Reforms among public sector banks are slow, as politicians are reluctant to surrender their grip over the deployment of huge amounts of public money. # As a private player what are the problems that you face while communicating with the government? Government intends to reduce its stake to 33% in nationalized banks, please comment on this reform, its positive and negative effects on private players. Introduction of prudential norms, Income Recognition & Asset Classification and compulsory disclosure of accounts has lead to transparency in the working of banks. Any other recommendations as a private bank. Consolidation of the Banking industry by merging strong banks is the latest development in the Indian Banking Sector. ICICI has had a recent merger with BoM, ANZ and Stanchart, etc. Please state your views on the overall development of India with this major development in the financial system. About DEVELOPMENTS in the Indian Banking Sector The 1992 reforms gave scope for diversified product profile. New products and new operating styles exposed the banks to newer and greater risks. # ICICI, as a company holds a diversified portfolio, is the main aim to increase the non-fund based revenue due the trend of falling interest rates? The issue of universal banking resurfaced in Year 2000, when ICICI gave a presentation to RBI to discuss the time frame and possible options for transforming itself into an universal bank.
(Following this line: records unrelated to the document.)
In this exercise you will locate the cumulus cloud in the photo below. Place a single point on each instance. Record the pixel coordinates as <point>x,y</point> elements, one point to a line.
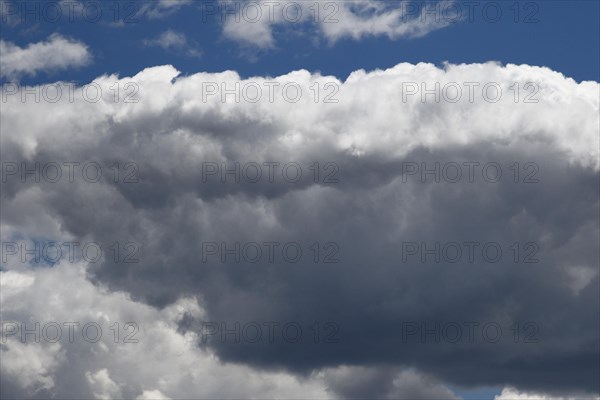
<point>356,19</point>
<point>513,394</point>
<point>162,364</point>
<point>378,125</point>
<point>56,53</point>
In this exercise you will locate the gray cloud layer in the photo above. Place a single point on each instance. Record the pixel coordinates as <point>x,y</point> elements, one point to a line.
<point>371,135</point>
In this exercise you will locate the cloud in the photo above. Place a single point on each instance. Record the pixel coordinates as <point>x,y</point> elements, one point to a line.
<point>173,41</point>
<point>512,394</point>
<point>56,53</point>
<point>377,126</point>
<point>163,364</point>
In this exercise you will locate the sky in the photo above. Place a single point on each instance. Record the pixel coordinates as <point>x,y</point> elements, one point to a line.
<point>312,199</point>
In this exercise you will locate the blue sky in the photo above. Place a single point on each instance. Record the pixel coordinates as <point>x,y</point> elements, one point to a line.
<point>543,40</point>
<point>170,130</point>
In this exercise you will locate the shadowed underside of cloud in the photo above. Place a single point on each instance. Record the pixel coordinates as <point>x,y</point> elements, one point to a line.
<point>371,134</point>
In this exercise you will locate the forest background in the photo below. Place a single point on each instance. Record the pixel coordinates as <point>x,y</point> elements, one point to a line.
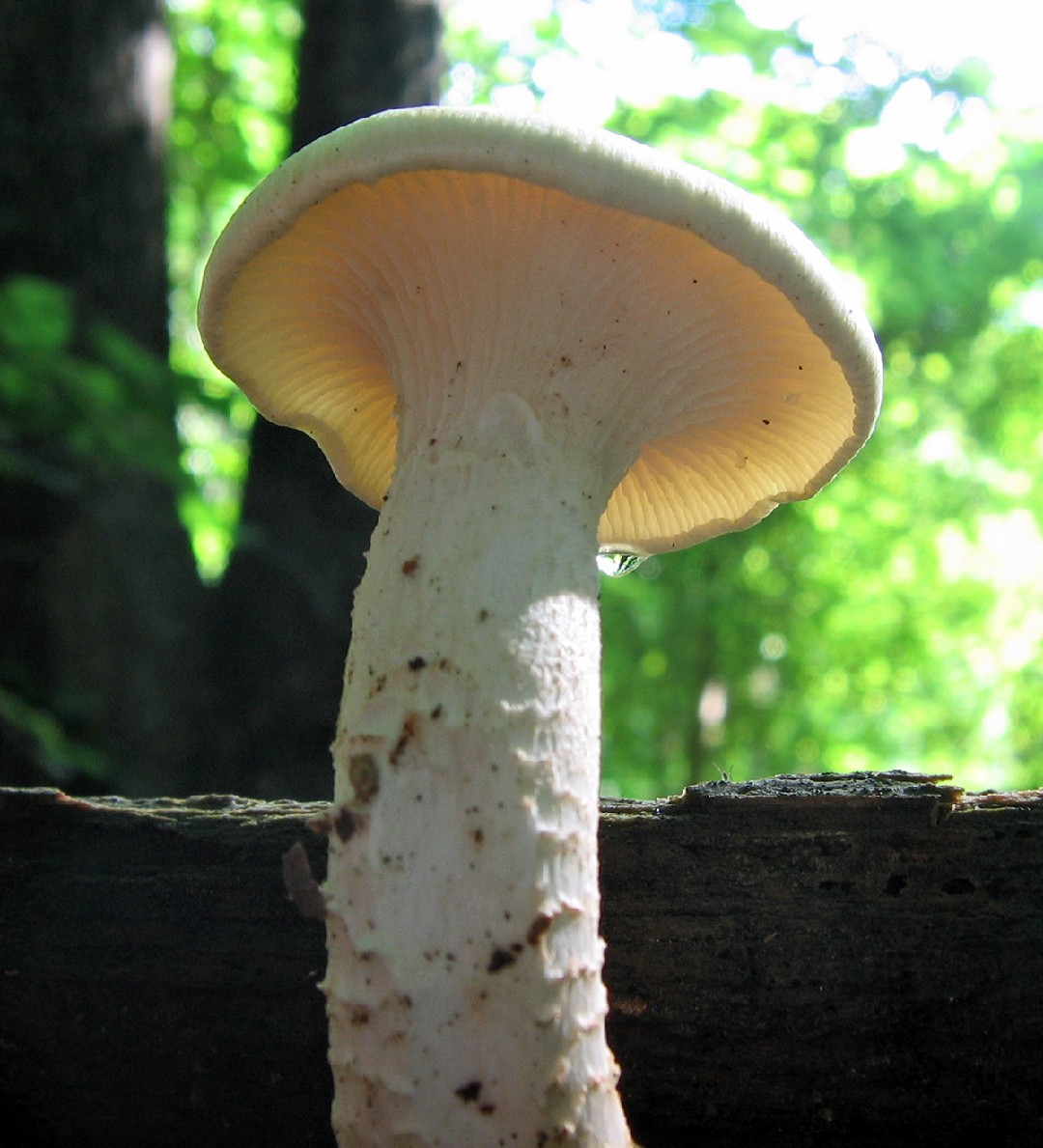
<point>176,578</point>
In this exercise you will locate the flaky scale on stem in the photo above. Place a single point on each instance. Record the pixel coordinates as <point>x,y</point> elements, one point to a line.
<point>465,982</point>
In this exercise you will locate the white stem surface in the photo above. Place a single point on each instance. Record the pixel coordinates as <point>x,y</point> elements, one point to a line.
<point>465,992</point>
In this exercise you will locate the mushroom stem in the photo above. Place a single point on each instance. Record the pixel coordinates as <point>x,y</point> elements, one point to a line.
<point>465,983</point>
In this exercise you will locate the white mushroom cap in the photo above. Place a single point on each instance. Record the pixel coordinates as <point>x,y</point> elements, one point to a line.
<point>442,253</point>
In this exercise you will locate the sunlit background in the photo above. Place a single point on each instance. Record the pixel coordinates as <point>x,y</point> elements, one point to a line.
<point>895,620</point>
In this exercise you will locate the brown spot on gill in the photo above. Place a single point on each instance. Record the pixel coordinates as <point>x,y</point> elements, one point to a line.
<point>344,824</point>
<point>409,731</point>
<point>501,959</point>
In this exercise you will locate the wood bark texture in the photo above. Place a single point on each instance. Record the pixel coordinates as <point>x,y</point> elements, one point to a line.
<point>810,960</point>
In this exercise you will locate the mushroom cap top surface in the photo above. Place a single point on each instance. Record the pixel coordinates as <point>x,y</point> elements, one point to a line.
<point>431,253</point>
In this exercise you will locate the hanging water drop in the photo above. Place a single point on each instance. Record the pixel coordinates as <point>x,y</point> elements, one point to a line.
<point>617,563</point>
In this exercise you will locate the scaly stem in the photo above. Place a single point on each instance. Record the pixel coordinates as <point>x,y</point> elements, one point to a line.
<point>465,988</point>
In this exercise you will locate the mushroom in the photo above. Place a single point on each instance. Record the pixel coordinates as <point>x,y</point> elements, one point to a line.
<point>523,344</point>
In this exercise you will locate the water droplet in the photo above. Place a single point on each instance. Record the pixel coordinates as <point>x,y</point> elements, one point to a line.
<point>617,563</point>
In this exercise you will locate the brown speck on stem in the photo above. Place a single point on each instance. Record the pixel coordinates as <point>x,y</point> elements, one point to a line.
<point>540,924</point>
<point>364,776</point>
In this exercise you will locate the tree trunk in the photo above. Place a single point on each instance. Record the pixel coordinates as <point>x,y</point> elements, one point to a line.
<point>283,611</point>
<point>801,961</point>
<point>96,569</point>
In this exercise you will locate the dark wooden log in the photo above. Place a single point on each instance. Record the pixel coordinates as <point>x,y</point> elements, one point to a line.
<point>799,961</point>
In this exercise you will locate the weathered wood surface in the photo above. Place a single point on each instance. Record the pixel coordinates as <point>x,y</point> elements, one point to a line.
<point>801,961</point>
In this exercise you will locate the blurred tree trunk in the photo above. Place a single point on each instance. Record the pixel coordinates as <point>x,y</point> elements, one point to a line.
<point>283,611</point>
<point>97,575</point>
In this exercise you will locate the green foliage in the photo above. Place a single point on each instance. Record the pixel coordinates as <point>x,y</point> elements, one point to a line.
<point>895,619</point>
<point>76,395</point>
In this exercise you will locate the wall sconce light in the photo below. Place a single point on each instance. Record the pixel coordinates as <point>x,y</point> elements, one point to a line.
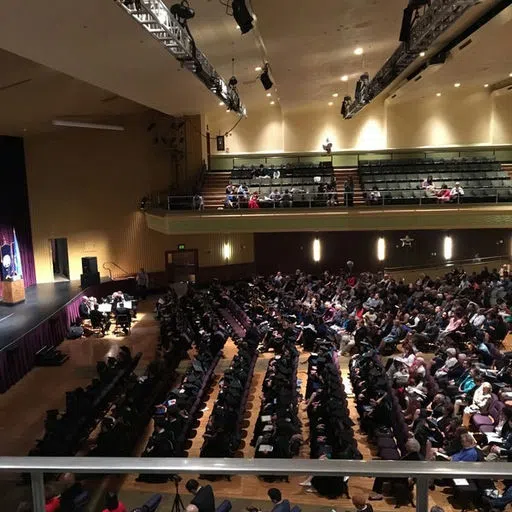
<point>317,250</point>
<point>226,251</point>
<point>448,248</point>
<point>381,249</point>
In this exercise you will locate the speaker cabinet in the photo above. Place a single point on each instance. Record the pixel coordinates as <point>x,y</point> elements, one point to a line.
<point>87,280</point>
<point>90,265</point>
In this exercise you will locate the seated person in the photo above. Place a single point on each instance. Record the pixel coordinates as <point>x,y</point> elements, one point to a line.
<point>99,320</point>
<point>112,503</point>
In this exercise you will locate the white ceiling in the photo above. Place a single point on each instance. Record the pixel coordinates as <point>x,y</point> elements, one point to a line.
<point>309,45</point>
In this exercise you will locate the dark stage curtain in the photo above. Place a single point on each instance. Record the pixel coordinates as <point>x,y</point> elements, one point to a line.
<point>18,358</point>
<point>14,207</point>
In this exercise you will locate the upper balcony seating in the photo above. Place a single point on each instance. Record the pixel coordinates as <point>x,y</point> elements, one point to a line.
<point>399,181</point>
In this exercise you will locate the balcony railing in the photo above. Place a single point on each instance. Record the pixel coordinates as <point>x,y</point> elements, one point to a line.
<point>332,200</point>
<point>423,472</point>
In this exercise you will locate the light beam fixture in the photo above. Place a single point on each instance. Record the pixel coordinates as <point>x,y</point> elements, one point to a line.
<point>317,250</point>
<point>448,248</point>
<point>381,249</point>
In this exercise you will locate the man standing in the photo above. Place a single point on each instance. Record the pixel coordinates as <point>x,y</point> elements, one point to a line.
<point>142,282</point>
<point>203,499</point>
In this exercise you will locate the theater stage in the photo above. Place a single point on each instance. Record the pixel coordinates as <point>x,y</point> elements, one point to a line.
<point>41,302</point>
<point>42,320</point>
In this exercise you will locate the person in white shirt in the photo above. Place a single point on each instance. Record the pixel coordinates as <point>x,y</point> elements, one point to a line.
<point>456,192</point>
<point>142,282</point>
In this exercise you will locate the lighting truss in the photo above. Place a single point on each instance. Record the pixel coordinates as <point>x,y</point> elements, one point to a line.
<point>156,18</point>
<point>434,21</point>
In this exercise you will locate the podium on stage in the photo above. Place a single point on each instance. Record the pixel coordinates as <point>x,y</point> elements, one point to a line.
<point>13,292</point>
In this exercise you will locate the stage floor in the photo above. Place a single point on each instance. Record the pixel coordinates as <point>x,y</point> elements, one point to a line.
<point>42,301</point>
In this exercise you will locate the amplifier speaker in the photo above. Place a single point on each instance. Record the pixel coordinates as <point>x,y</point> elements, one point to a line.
<point>90,265</point>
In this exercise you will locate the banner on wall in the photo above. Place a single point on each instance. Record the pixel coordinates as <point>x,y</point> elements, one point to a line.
<point>16,257</point>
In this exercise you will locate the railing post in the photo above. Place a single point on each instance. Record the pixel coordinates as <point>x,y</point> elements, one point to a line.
<point>422,494</point>
<point>38,497</point>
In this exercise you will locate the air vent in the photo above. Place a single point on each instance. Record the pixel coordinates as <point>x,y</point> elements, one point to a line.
<point>466,44</point>
<point>15,84</point>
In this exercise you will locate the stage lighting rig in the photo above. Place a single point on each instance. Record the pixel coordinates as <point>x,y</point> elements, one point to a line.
<point>182,12</point>
<point>265,78</point>
<point>169,27</point>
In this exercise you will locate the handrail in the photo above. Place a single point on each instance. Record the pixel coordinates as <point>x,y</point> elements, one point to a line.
<point>124,272</point>
<point>421,471</point>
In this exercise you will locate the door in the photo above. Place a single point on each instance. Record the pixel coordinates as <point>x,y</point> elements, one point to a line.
<point>60,260</point>
<point>181,266</point>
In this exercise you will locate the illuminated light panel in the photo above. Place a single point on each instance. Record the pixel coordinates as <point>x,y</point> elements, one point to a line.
<point>317,250</point>
<point>448,248</point>
<point>381,249</point>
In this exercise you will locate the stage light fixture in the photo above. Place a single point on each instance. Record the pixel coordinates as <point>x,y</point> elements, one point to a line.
<point>265,79</point>
<point>242,16</point>
<point>347,101</point>
<point>317,250</point>
<point>182,11</point>
<point>381,249</point>
<point>448,248</point>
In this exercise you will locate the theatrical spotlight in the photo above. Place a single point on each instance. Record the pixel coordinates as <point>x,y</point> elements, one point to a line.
<point>182,11</point>
<point>265,78</point>
<point>242,16</point>
<point>361,93</point>
<point>347,101</point>
<point>409,18</point>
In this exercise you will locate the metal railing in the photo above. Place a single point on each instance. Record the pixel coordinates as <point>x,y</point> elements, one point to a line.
<point>423,472</point>
<point>305,199</point>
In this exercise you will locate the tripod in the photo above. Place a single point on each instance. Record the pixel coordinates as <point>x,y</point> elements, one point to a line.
<point>177,505</point>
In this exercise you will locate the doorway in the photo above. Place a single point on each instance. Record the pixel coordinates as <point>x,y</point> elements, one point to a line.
<point>181,266</point>
<point>60,261</point>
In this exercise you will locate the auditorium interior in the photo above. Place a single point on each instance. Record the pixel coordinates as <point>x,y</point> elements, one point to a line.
<point>255,255</point>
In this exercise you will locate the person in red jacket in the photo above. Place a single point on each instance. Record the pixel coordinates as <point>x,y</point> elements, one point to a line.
<point>112,503</point>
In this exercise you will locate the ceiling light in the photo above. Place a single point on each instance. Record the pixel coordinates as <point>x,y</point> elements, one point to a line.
<point>242,16</point>
<point>265,79</point>
<point>94,126</point>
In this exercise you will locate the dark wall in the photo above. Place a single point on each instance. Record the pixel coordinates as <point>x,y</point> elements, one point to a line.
<point>289,251</point>
<point>14,208</point>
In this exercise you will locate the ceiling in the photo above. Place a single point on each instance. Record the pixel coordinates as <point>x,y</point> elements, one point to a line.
<point>309,47</point>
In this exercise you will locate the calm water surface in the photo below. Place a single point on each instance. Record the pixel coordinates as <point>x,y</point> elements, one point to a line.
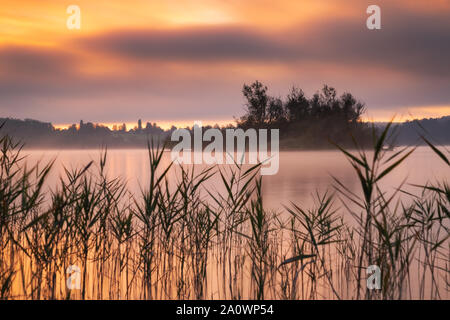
<point>300,175</point>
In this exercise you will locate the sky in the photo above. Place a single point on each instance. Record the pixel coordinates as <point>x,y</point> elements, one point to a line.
<point>180,61</point>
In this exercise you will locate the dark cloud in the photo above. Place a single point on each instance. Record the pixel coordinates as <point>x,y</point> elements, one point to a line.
<point>407,42</point>
<point>47,84</point>
<point>204,44</point>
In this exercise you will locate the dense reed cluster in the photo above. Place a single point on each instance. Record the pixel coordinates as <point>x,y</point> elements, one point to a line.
<point>177,239</point>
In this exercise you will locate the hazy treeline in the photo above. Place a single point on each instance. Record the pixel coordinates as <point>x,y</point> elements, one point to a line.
<point>85,135</point>
<point>304,123</point>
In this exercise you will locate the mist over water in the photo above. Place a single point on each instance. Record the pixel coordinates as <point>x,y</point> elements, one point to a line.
<point>300,176</point>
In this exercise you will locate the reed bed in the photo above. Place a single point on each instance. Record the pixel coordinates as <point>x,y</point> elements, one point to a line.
<point>180,240</point>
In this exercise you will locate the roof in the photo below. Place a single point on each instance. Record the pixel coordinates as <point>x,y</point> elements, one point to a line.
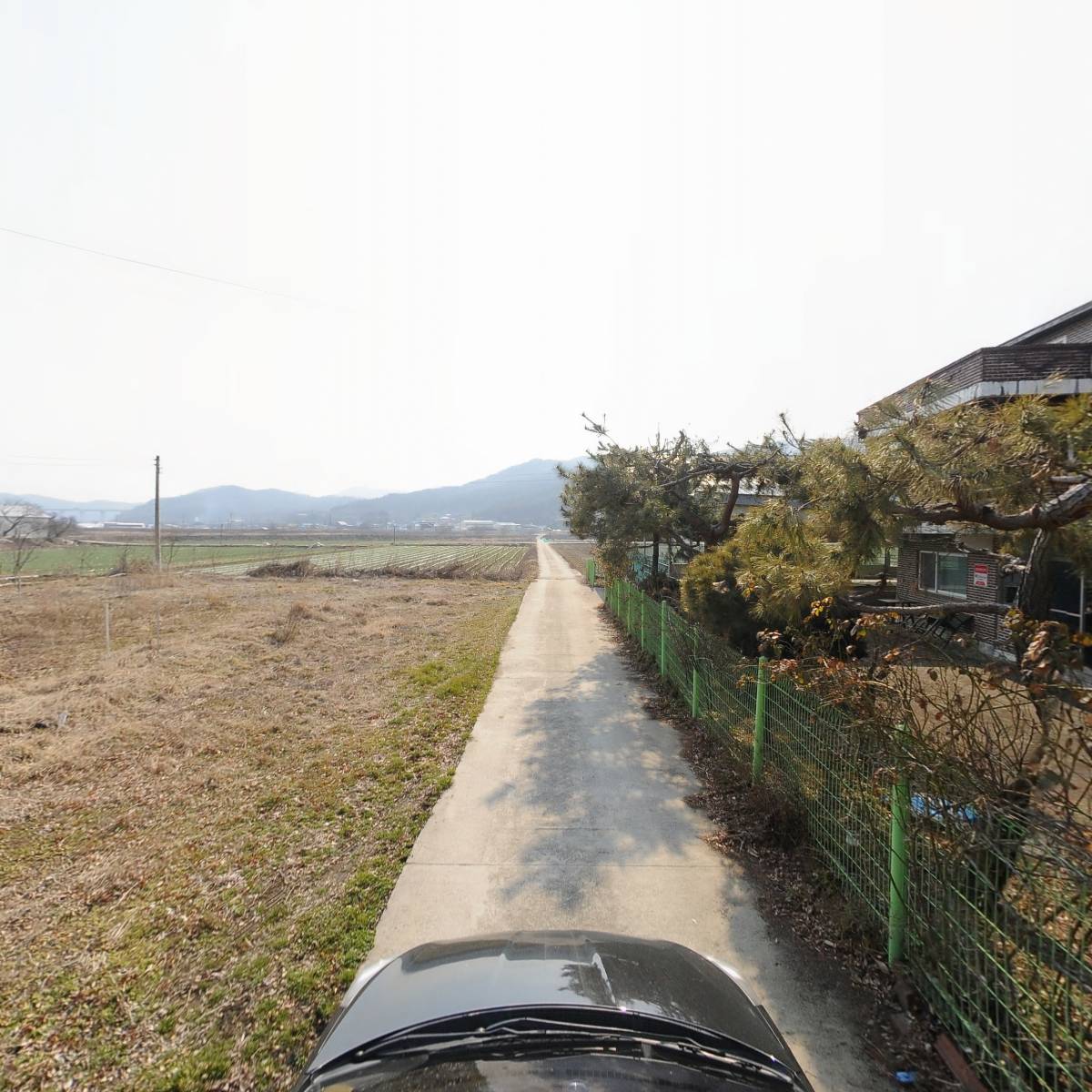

# Can you please state the benefits of universal banking, may be in terms of revenue or utilisation of resources or others? SBI Insurance – just confusing customers by lot of Insurance companies. Your comments on distinguishing factor from a public sector bank which has a low reputation as compared to private sector. # What is the viability of “Insurance & Banking” in India, how would you rate the success of ICICI Prudential – Joy Hope Freedom Life, on a scale of 1 to 10 (10 being highest), do you think PSBs should also go for insurance and why? Due to increasing competition all banks are now heading towards developing areas or rather towns in the country. Especially ICICI, it is known for its network in rural areas, please comment on the potentials in the rural area. How do you see the scope of Internet banking in India, well / bad and why? How much revenue do you see from this business as a percentage of the total business, in the future 5 years down the line? What is the current revenue from this business?